Baltazar Gomes Figueira (1604-1674) e Josefa de Ayala (1630-1684) A pintura da

‘escola de Óbidos’, a resistência anti-castelhana e os ‘géneros’ emergentes: ‘bodegones’,

‘vedutas’ e ‘floreiros’.

A Natureza-Morta (Bodegón) encontra em Portugal duas personalidades de contornos

internacionais: Baltazar Gomes Figueira (1604-1674) e sua filha Josefa de Ayala e Cabrera (1630-

1684), nascida em Sevilha e desde moça radicada em Óbidos, onde viveu boa parte da existência. O

pai, famoso pelos bodegones (tal como então se apelidavam as naturezas-mortas) e as paisagens

(denominadas países), tinha tido demorada educação em Sevilha, onde o convívio com Francisco de

Herrera el Viejo, Francisco Pacheco e Francisco de Zurbarán lhe permitiu gerar um estilo sedutor em

géneros onde seria especialista. Citado pelo exigente crítico Félix da Costa Meesen (1696) como «o

sevilhano que nos paizes foi celebrado», Baltazar teve excepcionais recursos, sendo o único pintor

português com obra exposta em museus estrangeiros como o Louvre de Paris e os Uffizi de Florença.

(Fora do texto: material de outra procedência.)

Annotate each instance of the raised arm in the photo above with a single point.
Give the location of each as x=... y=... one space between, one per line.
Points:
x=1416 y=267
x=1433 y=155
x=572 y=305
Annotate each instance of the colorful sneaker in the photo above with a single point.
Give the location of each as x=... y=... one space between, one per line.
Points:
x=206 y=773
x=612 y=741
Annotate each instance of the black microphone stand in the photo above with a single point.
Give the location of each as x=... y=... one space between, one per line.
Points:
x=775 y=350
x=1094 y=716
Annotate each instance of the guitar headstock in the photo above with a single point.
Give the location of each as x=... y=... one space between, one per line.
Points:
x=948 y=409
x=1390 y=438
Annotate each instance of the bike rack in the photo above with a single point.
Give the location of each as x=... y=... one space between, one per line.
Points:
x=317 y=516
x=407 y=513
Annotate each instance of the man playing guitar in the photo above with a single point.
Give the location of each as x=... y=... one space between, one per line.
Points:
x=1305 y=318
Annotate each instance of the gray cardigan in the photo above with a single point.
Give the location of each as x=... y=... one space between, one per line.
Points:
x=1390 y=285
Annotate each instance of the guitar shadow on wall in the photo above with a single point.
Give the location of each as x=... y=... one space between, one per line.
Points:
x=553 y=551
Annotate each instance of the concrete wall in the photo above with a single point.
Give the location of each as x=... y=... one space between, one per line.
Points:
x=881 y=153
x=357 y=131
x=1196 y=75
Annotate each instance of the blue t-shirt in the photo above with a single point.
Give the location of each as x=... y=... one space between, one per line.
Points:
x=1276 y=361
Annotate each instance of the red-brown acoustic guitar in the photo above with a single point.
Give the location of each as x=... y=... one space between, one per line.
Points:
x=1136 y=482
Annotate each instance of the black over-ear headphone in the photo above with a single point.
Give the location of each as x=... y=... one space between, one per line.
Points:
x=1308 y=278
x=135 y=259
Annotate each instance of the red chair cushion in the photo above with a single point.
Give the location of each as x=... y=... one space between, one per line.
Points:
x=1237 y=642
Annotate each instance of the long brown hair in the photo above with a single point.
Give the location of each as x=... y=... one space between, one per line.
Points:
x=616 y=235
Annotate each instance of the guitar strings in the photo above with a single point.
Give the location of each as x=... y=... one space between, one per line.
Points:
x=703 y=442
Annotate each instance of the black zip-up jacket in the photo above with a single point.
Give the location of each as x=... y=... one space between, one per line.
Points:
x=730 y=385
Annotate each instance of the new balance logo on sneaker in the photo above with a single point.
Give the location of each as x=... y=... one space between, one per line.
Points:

No momento em que Óbidos prepara a sua candidatura a Património da Humanidade, destacar a

arte de Baltazar e de Josefa (num contexto artístico que inclui obras de outros importantes artistas

nacionais dos séculos XVI e XVII, como Diogo Teixeira, Belchior de Matos, André Reinoso, Marcos da

Cruz ou Bento Coelho) constitui sem dúvida um dos pontos fortes da empresa. Embora a maior

parte das obras de Baltazar e Josefa se encontre em museus e colecções exteriores a Óbidos, o que

ainda assim subsiste no Concelho (e nos de Peniche, Bombarral, Lourinhã e Caldas da Raínha)

permite pensar-se na dinamização de uma rota turístico-cultural que, de Santa Maria, da

Misericórdia e do Museu, leve o visitante a Dagorda, Columbeira, Peniche (Misericórdia, Ajuda, Sâo

Pedro), às Caldas (igreja do Pópulo), à Lourinhã (Santo António), entre outros sítios relevantes.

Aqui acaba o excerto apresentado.